On 1/9/07, Ryan McKinley <[EMAIL PROTECTED]> wrote:
I would like to use faceted browsing to group documents by year, month, and day.
I don't know what your particular use-case is, but this might be a job for facet hierarchies. http://www.nabble.com/Hierarchical-Facets--tf2560327.html#a7135353 No, there isn't anything implemented in Solr yet... but then again, built in faceting didn't even exist in Solr until 4 months ago :-) I'm pretty sure we could handle the computational requirements, it's more a matter of defining useful generic semantics and the interface.

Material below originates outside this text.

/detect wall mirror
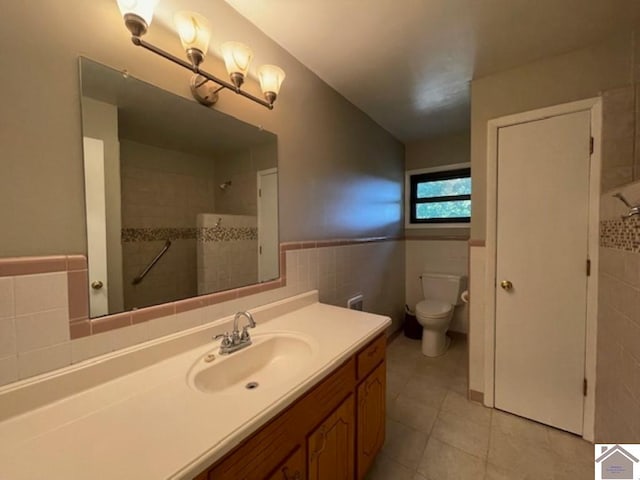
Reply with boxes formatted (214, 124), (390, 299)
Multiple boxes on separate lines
(79, 57), (279, 318)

Option 1: Add three fields, one for year, month, day. Something like: <field name="addedTime" type="date" indexed="true" stored="true" /> <field name="addedTimeYEAR" type="string" ... /> <field name="addedTimeMONTH" type="string" ... /> <field name="addedTimeDAY" type="string" ... /> then use copyField to generate the various versions: <copyField source="addedTime" dest="addedTimeYEAR"/> <copyField source="addedTime" dest="addedTimeMONTH"/> <copyField source="addedTime" dest="addedTimeDAY"/> this would somehow convert the original date format for each copy: addedTime = "2007-01-08T21:36:15.635Z" addedTimeYEAR = "2007" addedTimeMONTH = "2007-01" addedTimeDAY = "2007-01-08" Perhaps this requires a custom FieldType for Y/M/D to convert the larger string to the smaller one. pros: * Can use SimpleFacets directly cons: * seems messy. particularly since i have multiple fields i'd like to have the same behavior.
There's also a question of if you would really want a breakdown by each day (if you had 10 years of data say) returned to the client. It starts to be a lot of data. That's what made me think of a hierarchy where you could start out at a higher level and drill down. Of course, that's possible with simple facets too I guess (via filtering)
Option 2: Add an analyzer to the date field that adds multiple Tokens with various resolutions, then write a custom faceter that knows a string length 4=year, y=month, 10=day. Or, perhaps it could look at the token name.
I don't think adding to the same field buys you much (anything?) over adding to a different field. In any case, you could also do simple faceting on this field as-is if your client has knowledge of the different lengths of strings.
schema.xml: <fieldtype name="fdate" class="solr.DateField"> <analyzer type="index" class="...DateFacetAnalyzer"/> </fieldtype> DateFacetAnalyzer: Token t = new Token( date, 0, date.length(), "original" ); t.setPositionIncrement( 0 ); tokens.add( t ); t = new Token( date, 0, 4, "year" ); t.setPositionIncrement( 0 ); tokens.add( t ); t = new Token( date, 0, 7, "month" ); t.setPositionIncrement( 0 ); tokens.add( t ); ... pros: * simple / reusable cons: * I don't fully understand how it would affect search & sorting Any thoughts / pointers / advice? thanks ryan
-Yonik